The computerized caller also asked a series of questions about whether respondents would support expansion if they knew it would cause funding cuts to other state programs and veterans benefits; prolong the wait for severely disabled people who need additional Medicaid benefits; or increase health care costs.

SOURCE OF INMATES CLAIM UNCLEAR

Aside from the inmate question, several questions reflected familiar talking points of expansion opponents. Lenardson said that he didn’t know where the claim about inmates originated, and that his firm only edits questions for “grammatical errors, not content.”

An article published Sunday in The New York Times cited estimates by health care analysts and the U.S. Department of Justice that as many as 35 percent of the people who have gained eligibility for Medicaid under the Affordable Care Act have had contact with the criminal justice system. Those people were not necessarily incarcerated.

The Times also reported that states with expanded Medicaid eligibility are actively enrolling inmates.

Medicaid, in Maine and elsewhere, does not cover standard health care for inmates unless they’re hospitalized for more than 24 hours. Instead, states contract with private providers to give inmates care.

States that expand Medicaid will receive 100 percent federal reimbursement for inmates’ hospital visits of more than 24 hours until 2016. The reimbursement will gradually go down to 90 percent thereafter. Maine typically pays one-third of claim costs now.

National corrections officials – and people who testified in support of Maine’s expansion bill – say that enrolling inmates in Medicaid would allow them to have coverage when they get out. Proponents say that could mean fewer of them would end up back in prison or need hospital charity care.

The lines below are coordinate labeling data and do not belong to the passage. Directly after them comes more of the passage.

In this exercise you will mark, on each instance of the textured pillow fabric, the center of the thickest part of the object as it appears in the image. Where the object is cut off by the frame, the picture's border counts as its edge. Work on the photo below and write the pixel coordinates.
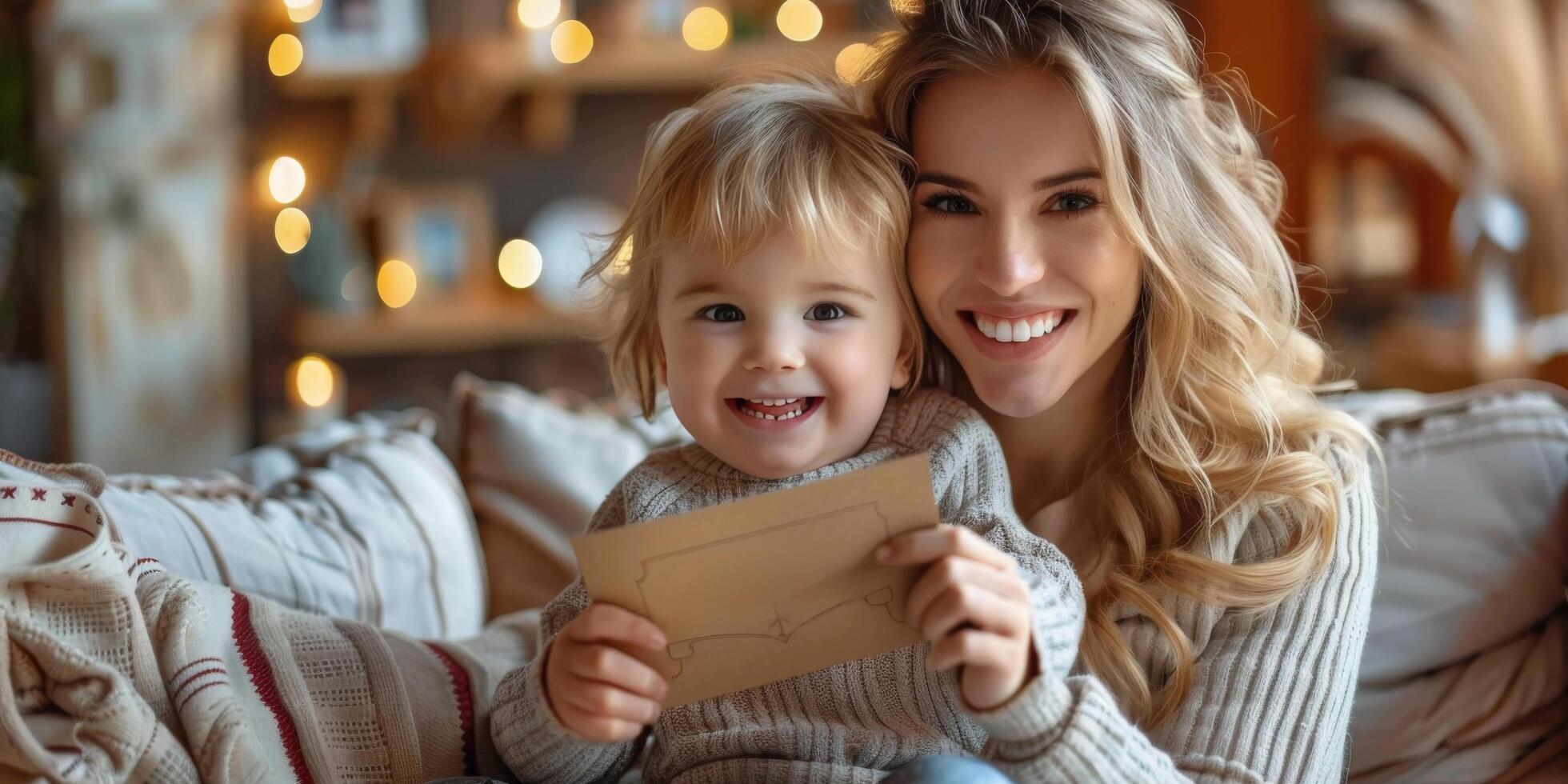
(359, 519)
(1465, 662)
(537, 468)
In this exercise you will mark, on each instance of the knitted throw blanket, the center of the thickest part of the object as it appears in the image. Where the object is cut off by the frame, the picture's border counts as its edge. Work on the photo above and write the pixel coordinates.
(115, 670)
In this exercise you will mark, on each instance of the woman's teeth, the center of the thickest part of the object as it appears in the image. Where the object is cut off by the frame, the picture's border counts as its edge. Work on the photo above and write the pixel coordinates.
(1018, 330)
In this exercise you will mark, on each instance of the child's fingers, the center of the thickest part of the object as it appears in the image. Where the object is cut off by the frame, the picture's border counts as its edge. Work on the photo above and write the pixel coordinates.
(973, 648)
(607, 623)
(974, 606)
(606, 730)
(601, 662)
(958, 571)
(929, 545)
(607, 702)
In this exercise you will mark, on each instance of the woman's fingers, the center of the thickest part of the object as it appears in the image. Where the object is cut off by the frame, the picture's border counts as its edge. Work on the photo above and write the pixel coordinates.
(607, 623)
(604, 664)
(974, 606)
(962, 571)
(929, 545)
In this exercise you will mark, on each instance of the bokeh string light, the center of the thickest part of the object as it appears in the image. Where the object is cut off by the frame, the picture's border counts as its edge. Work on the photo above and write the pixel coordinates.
(571, 41)
(705, 29)
(800, 19)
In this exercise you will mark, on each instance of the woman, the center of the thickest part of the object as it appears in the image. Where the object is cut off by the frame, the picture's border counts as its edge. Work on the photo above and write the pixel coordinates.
(1094, 243)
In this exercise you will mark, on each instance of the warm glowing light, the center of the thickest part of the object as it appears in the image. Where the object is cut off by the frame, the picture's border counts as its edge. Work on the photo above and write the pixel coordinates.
(705, 29)
(292, 230)
(397, 282)
(519, 264)
(538, 13)
(302, 11)
(286, 179)
(284, 55)
(313, 378)
(571, 41)
(800, 19)
(850, 65)
(623, 259)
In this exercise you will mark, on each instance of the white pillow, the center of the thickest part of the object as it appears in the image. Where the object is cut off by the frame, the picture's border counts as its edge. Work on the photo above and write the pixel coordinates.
(1466, 642)
(359, 519)
(537, 468)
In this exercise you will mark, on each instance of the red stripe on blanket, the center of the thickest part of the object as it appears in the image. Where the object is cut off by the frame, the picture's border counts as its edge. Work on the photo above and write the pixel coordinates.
(267, 686)
(50, 524)
(196, 692)
(465, 695)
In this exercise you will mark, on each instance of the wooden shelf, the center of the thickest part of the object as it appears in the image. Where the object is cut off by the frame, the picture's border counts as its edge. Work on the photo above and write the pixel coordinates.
(433, 328)
(648, 65)
(514, 62)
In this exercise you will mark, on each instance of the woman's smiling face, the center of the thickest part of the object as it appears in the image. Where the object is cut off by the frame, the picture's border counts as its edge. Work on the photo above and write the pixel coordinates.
(1015, 258)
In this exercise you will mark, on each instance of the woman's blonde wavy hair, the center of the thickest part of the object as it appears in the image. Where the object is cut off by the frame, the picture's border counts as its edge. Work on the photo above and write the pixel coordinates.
(1220, 416)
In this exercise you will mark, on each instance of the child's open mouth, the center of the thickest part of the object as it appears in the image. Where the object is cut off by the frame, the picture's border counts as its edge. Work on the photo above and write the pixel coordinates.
(774, 413)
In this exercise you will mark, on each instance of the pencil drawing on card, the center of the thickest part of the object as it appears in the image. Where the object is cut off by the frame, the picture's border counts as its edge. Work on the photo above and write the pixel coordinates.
(774, 582)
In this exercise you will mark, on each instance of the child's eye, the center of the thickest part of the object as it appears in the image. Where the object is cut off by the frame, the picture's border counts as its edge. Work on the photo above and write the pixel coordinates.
(949, 202)
(722, 314)
(825, 313)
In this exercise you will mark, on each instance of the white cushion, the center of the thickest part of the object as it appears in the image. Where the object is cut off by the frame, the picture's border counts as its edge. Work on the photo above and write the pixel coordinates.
(1466, 642)
(359, 519)
(537, 468)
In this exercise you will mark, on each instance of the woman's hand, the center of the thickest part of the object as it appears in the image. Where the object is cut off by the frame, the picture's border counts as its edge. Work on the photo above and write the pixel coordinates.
(593, 684)
(974, 609)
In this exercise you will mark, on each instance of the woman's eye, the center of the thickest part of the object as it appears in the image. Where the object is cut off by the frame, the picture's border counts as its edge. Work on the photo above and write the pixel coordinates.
(1074, 202)
(722, 313)
(949, 202)
(826, 313)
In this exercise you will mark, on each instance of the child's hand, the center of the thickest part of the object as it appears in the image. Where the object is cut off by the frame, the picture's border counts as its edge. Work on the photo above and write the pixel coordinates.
(974, 609)
(594, 687)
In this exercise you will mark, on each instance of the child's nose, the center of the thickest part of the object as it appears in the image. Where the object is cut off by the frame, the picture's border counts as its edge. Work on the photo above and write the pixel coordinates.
(774, 352)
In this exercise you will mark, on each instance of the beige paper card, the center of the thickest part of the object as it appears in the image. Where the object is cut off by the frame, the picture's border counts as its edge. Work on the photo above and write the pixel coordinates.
(770, 587)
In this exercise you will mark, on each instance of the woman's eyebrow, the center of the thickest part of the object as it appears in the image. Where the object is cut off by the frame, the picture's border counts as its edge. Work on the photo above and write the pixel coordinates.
(1087, 173)
(1043, 184)
(947, 179)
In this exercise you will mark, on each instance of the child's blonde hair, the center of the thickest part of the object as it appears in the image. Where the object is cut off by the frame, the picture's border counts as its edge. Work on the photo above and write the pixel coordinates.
(723, 174)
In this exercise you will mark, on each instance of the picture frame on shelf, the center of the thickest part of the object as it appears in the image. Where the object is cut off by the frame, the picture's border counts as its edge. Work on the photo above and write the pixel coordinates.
(362, 38)
(444, 231)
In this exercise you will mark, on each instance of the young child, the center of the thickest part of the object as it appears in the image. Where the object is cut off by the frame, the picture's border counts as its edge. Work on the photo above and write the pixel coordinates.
(766, 295)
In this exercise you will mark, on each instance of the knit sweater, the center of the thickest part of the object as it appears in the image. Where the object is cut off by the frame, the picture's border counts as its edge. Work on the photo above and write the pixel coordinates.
(1270, 698)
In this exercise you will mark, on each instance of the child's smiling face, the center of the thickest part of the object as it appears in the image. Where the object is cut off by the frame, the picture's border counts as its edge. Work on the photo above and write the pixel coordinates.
(782, 364)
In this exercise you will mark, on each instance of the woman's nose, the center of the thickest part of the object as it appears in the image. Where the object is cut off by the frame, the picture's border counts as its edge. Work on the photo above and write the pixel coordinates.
(1014, 259)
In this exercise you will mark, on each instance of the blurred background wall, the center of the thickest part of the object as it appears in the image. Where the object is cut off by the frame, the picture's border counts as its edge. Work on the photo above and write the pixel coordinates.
(225, 220)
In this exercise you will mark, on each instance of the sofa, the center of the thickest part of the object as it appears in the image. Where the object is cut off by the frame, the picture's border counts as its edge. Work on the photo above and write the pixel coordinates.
(452, 529)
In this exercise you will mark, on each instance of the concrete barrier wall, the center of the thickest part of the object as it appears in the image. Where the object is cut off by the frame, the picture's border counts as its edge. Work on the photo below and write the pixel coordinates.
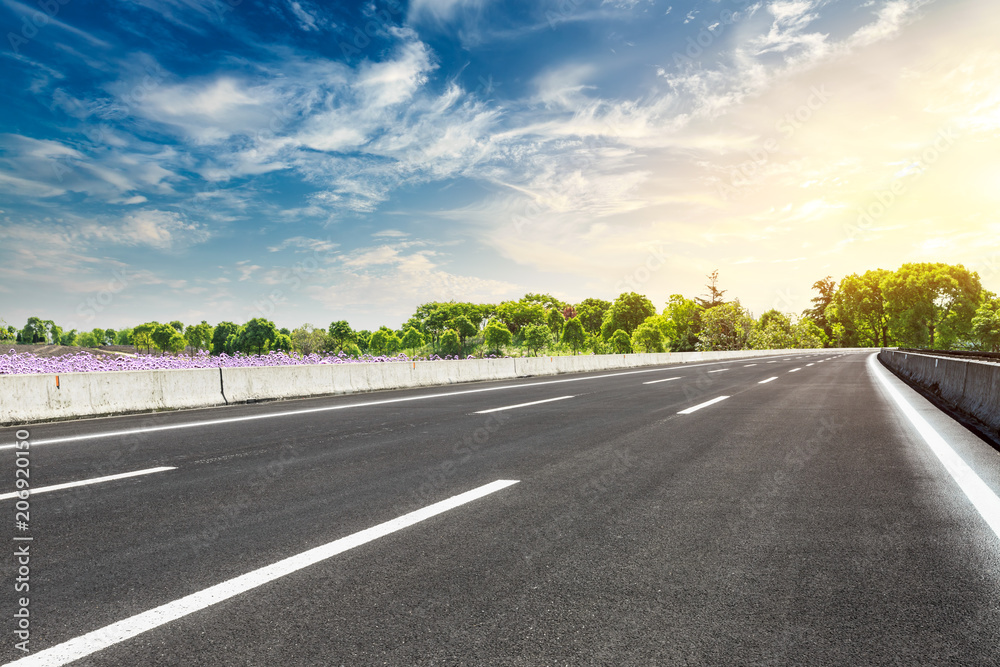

Providing coverage for former prisoners is a positive result of Medicaid expansion, said Sara Gagne-Holmes, executive director of Maine Equal Justice Partners, an advocacy group for the poor and a supporter of expansion.

“(The poll) makes it sound like a negative, but providing these people care is a good thing and could save money,” she said.

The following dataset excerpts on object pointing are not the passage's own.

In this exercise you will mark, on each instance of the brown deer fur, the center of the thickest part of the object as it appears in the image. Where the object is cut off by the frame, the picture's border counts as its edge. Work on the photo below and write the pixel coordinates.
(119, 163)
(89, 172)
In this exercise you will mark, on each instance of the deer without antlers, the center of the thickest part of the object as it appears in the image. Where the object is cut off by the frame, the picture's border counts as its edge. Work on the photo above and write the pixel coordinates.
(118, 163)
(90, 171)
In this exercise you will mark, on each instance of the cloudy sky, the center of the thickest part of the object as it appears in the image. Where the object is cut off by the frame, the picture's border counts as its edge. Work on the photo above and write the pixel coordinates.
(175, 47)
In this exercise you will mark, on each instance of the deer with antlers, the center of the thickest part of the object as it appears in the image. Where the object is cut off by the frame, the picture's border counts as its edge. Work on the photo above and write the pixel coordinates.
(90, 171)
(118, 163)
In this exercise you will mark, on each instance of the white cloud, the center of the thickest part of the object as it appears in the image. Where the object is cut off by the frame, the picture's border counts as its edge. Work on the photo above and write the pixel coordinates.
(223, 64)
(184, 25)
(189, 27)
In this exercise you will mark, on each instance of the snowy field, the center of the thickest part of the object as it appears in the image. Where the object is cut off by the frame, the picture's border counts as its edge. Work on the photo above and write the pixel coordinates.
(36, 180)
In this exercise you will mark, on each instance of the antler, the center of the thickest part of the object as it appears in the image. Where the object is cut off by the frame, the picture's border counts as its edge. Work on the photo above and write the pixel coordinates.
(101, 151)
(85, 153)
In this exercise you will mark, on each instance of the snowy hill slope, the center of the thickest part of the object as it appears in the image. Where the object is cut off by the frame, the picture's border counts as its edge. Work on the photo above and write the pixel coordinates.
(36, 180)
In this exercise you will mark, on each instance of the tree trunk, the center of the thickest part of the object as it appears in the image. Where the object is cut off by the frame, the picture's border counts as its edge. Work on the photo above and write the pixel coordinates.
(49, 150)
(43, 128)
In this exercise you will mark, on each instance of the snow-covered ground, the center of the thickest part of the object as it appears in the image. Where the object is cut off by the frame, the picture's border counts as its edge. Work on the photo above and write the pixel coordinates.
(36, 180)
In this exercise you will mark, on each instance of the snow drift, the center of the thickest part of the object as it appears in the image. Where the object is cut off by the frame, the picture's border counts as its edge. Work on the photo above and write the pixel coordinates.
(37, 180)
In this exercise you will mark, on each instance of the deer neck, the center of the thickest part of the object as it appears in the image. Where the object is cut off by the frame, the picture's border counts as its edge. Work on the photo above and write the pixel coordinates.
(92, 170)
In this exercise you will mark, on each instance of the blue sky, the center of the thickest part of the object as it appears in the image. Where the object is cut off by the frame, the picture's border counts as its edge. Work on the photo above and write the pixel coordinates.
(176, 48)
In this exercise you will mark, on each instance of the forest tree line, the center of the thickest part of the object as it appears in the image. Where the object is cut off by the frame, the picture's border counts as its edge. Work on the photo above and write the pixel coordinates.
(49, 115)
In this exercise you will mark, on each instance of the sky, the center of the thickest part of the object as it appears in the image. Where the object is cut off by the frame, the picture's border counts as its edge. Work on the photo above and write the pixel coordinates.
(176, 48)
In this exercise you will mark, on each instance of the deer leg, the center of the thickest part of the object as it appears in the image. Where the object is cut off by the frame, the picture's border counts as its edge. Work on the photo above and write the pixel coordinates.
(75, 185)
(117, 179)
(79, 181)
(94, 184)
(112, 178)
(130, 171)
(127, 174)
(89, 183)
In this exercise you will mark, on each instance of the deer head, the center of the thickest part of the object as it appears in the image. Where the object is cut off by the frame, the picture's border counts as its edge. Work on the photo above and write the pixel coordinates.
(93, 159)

In Arkansas a Medicaid feasbility study by the Alexander Group — the controversial firm contracted by Maine’s DHHS — found that the expansion would yield an annual savings in that state’s corrections budget of between $3.5 million and $4.5 million because of the increased federal match rate and other factors.

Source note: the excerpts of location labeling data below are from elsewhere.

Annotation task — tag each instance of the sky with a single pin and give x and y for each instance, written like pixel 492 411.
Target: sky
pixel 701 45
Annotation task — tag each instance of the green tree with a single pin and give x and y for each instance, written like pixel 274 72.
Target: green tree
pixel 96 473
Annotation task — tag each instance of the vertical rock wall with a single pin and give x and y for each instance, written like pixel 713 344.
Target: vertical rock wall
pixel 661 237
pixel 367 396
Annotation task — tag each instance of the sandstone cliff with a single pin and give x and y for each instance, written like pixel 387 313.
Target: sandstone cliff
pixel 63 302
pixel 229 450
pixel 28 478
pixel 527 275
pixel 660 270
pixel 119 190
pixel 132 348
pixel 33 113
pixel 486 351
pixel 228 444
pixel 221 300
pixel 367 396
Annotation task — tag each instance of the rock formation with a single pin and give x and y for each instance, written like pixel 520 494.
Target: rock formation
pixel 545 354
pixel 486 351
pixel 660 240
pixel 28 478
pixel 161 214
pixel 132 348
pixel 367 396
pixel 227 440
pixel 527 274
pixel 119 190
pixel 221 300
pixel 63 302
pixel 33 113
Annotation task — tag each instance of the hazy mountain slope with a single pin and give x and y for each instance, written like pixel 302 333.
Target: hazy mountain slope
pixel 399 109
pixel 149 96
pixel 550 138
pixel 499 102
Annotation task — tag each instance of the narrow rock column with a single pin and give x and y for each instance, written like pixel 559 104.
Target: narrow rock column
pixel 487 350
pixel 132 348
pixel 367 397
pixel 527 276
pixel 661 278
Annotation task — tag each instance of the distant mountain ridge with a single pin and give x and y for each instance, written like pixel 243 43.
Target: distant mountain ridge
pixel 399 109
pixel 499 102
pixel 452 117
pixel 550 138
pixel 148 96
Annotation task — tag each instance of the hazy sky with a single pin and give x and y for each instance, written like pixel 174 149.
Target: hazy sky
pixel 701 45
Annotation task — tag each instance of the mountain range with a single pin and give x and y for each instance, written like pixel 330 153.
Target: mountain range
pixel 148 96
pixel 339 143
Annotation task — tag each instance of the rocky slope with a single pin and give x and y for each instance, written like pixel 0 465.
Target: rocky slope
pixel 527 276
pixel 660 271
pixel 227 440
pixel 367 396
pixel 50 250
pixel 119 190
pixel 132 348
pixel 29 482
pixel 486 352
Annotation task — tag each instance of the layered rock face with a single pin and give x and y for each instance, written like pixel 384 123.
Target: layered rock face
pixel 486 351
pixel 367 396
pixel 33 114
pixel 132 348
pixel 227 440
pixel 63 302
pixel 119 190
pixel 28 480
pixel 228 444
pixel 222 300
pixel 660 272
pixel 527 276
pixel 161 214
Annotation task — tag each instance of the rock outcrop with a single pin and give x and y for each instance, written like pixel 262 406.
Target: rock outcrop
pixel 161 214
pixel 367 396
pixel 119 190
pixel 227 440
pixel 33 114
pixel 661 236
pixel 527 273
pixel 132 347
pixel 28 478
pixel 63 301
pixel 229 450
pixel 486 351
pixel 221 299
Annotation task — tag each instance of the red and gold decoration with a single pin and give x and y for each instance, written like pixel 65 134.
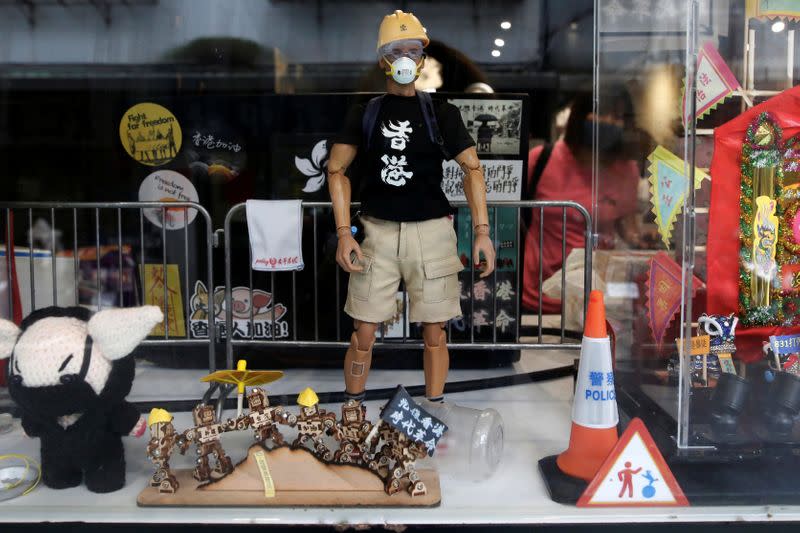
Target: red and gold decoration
pixel 755 217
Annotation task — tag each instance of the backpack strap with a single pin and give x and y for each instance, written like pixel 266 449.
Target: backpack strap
pixel 373 108
pixel 370 118
pixel 428 113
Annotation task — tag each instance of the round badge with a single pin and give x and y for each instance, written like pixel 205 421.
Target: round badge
pixel 150 134
pixel 168 186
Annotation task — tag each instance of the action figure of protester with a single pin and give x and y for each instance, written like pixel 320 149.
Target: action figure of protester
pixel 404 138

The Alexander Group did not conduct such a savings analysis in its Maine analysis for corrections, or any other program affected by expansion. 

AN ATTEMPT TO INFLUENCE OPINIONS?

Lenardson said he expects his client to publicize the poll results soon. If the message about Medicaid and prisoners polls well, it could become part of the debate as the House takes up the expansion bill next week. Or it could become a message in this year’s legislative and gubernatorial races.

The definition of a push poll varies, and Maine’s legal definition is narrower than guidelines endorsed by national polling experts.

State election law defines push polls as paid telephone surveys that refer to candidates or groups of candidates “other than in a basic preference question.” The definition does not include specific issues.

Other standards for a Maine push poll include failure to ask demographic questions about a respondent’s age, income or if they’re a likely voter – questions that don’t appear to have been asked in this week’s Medicaid survey.

Paul Lavin, assistant director of the Maine Commission on Governmental Ethics and Election Practices, listened to audio of the survey. He said it appeared that the survey was geared toward getting reaction to certain messages, but he acknowledged that it focused solely on presumed negative aspects of expansion.

The American Association for Public Opinion Research describes push polls as an “insidious form of negative campaigning, disguised as a political poll.”

It adds: “ ‘Push polls’ are not surveys at all, but rather unethical political telemarketing.”

Push polls often are done before elections and are designed to influence voters. However, they can sometimes be used by legislative leaders to influence votes among lawmakers, meaning the poll done Wednesday could be used to preserve Republican opposition to Medicaid expansion through upcoming votes in the House and Senate.